Western Canada grain crop shaping up to be one of the largest ever, says CN President and CEO Claude Mongeau
Mongeau says solid supply chain collaboration and information sharing will be key to reaching world markets efficiently
EDMONTON, Oct. 7, 2013 /PRNewswire/ - Claude Mongeau, president and chief executive officer of CN (TSX: CNR) (NYSE: CNI), said today current forecasts call for Western Canada crop production of more than 60 million tonnes - one of the largest harvests in history - and stressed that supply chain collaboration and information sharing will be essential to moving the crop efficiently.
"Our grain customers have advised us in recent weeks that they are raising their original forecasts for this fall's shipments, as well as the amount of grain they intend to export between now and the end of this crop year next July," Mongeau said. "The current grain crop is now forecast to be among the largest in history. This is very good news for all of us involved in the business.
"Such a large crop will clearly challenge the entire supply chain. Meeting this challenge successfully will require all supply chain partners to come together in order to maximize end-to-end throughput on a consistent basis. Prompt car loading in the Prairies, steady railway movements from the country to port, and efficient car unloading at port terminals will be critical to solid hopper car fleet velocity so that the cars can be brought back to the countryside to meet new orders in a timely way.

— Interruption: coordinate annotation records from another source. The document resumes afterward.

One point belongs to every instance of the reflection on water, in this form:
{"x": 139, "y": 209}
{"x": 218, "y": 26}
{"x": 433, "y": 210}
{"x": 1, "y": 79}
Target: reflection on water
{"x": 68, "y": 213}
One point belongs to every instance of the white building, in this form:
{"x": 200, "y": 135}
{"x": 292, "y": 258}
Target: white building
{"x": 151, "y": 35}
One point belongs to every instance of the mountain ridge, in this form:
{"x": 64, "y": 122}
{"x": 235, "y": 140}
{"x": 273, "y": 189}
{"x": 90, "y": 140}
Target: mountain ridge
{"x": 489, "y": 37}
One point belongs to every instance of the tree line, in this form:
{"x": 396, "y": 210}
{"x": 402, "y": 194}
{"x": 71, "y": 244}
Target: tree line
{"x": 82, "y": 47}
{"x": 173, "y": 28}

"All participants in the supply chain will have to up their game to move the crop to market on time, and on spec. CN is focused on port terminal unloading performance on the waterfront, maintaining a fluid rail operation, and sizing its hopper car fleet capacity at the level required to help keep the supply chain synchronized. Our C$100-million investment in increased rail capacity in the Edmonton-Winnipeg corridor this year will help CN handle strong volumes of grain and other commodities over the fall and winter seasons."
Mongeau said the strong collaboration CN experienced with its supply chain partners in the fall of 2012 in moving significant volumes of grain to market bodes well for this fall. And he thanked partners who had invested in or secured incremental grain terminal capacity in Vancouver over the last 12 months.
Mongeau concluded: "True collaboration and information sharing along the entire supply chain will be the foundation for our joint success. CN is ready to play its role as a key supply chain enabler, helping Canadian farmers and our customers bring this record crop to world markets efficiently."
CN (TSX: CNR) (NYSE: CNI) is a true backbone of the economy, transporting approximately C$250 billion worth of goods annually for a wide range of business sectors, ranging from resource products to manufactured products to consumer goods, across a rail network spanning Canada and mid-America. CN - Canadian National Railway Company, along with its operating railway subsidiaries -- serves the cities and ports of Vancouver, Prince Rupert, B.C., Montreal, Halifax, New Orleans, and Mobile, Ala., and the metropolitan areas of Toronto, Edmonton, Winnipeg, Calgary, Chicago, Memphis, Detroit, Duluth, Minn./Superior, Wis., and Jackson, Miss., with connections to all points in North America. For more information on CN, visit the company's website at www.cn.ca.
Certain information included in this news release is "forward-looking statements" within the meaning of the United States Private Securities Litigation Reform Act of 1995 and under Canadian securities laws. CN cautions that, by their nature, these forward-looking statements, including statements relating to the current grain crop being forecast to be one of the largest in Canadian history, involve risks, uncertainties and assumptions. The Company cautions that its assumptions may not materialize and that current economic conditions render such assumptions, although reasonable at the time they were made, subject to greater uncertainty. Such forward-looking statements are not guarantees of future performance and involve known and unknown risks, uncertainties and other factors which may cause the actual results or performance of the Company or the rail industry to be materially different from the outlook or any future results or performance implied by such statements.